Breakups are over-rated anyway but become especially painful when
1. You can't give me a reason why
2. You say it's my fault
and 3. I wasn't through... I still love you.
I feel so adult (and alone) because unlike my breakups in high school or early college years, I don't find myself calling my best friend and being pissed or texting him over and over again begging to "fix it with me."
Instead I'm blogging (nerd).
Just kidding.
Instead I called my Mommy and cried. I understand now what they mean when they say you get along better with your parents as you get older. Five years ago I would have been slamming my door and screaming that "I'm never coming out again and I hate my life so go away Mom!" Now, my mom is the only person I want to talk to and the only one I know who will listen to me just because I need to talk. She genuinely hurts right along with me because she hates hearing her "little girl's heart break." Which only goes on to make me cry more.
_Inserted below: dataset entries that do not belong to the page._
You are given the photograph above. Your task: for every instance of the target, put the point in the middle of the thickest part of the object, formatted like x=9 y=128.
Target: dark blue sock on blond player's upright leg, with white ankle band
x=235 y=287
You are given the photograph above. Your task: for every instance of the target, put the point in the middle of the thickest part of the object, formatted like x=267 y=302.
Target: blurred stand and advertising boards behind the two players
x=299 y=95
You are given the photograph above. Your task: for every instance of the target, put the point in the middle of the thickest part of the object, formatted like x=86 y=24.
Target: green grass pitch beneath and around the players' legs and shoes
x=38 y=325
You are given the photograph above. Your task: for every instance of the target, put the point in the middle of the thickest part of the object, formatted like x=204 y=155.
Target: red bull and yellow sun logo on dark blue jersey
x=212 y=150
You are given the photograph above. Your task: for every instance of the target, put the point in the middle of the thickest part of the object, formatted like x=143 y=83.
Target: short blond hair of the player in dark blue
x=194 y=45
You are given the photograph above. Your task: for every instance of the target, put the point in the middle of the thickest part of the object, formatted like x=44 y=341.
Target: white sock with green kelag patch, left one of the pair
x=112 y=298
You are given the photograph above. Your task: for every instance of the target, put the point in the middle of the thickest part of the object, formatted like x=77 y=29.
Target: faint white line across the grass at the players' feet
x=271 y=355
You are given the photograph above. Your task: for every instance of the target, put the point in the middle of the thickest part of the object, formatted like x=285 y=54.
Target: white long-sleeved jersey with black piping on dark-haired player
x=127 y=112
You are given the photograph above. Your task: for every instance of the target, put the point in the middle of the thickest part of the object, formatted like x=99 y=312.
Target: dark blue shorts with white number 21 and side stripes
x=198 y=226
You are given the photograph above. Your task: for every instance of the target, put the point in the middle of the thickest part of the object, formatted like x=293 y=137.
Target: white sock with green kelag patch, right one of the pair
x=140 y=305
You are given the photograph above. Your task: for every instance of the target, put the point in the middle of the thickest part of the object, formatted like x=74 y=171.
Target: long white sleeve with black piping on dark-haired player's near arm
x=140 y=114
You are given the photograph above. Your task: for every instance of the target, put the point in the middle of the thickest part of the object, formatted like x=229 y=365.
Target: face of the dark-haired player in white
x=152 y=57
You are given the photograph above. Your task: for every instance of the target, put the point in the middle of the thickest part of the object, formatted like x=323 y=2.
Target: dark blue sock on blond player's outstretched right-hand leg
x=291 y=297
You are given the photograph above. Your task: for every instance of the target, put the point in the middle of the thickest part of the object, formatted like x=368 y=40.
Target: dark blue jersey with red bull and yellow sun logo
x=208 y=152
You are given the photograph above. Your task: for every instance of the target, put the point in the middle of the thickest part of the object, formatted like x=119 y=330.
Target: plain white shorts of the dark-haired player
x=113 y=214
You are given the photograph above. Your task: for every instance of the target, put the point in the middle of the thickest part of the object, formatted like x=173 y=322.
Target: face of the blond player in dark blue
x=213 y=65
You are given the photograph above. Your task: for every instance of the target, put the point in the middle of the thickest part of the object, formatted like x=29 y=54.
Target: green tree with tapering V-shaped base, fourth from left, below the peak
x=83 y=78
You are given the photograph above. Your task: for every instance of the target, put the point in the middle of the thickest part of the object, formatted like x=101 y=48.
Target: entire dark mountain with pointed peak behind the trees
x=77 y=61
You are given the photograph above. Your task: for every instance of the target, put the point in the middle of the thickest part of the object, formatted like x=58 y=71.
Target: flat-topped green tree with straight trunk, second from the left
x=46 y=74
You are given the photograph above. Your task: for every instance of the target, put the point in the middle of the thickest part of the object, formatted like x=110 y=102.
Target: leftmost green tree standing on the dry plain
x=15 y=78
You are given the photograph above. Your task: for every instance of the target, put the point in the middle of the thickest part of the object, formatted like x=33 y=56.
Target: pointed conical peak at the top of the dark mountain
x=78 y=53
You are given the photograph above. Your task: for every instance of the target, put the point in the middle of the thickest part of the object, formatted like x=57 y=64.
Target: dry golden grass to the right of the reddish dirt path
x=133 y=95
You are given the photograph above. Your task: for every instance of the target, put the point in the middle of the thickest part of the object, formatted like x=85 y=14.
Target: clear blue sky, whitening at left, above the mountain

Thank you Mommy. You're just what I needed right now, even if nothing is really fixed.
Next. Since I'm having a crappy night anyway I'm just gonna get it all off my chest...
Bitch in my office who's name starts with a C!
You know who you are...
Or don't because I'm waaay to polite and laid back in person to tell you what a bigot you are.
It is absolutely absurd to say that a woman can be genuinely bisexual but that a man cannot. You're clearing feeding off our culture's opinion that girl-on-girl is hot while guy-on-guy is faggy.
(If you ask me though, I think you've got some well justified insecurities about where your current fuck-buddy's interests really lay.)
It's hypocritical to say it's ok for a female to be attracted to their same sex but not for a male to be so. It's an unfair double standard and I CANNOT BELIEVE I wasted twenty five whole minutes of my precious time trying to make you see the exclusive bias your thinking presented and why it isn't right.
I completely wasted all the effort some poor tree in the African rain forest put forth creating oxygen today ON YOU!
Ugh. I'm so disappointed, I expect more from myself.
But at least now I know not to expect much more from you.
Thank you for listening (Nessa :) ) I appreciate it.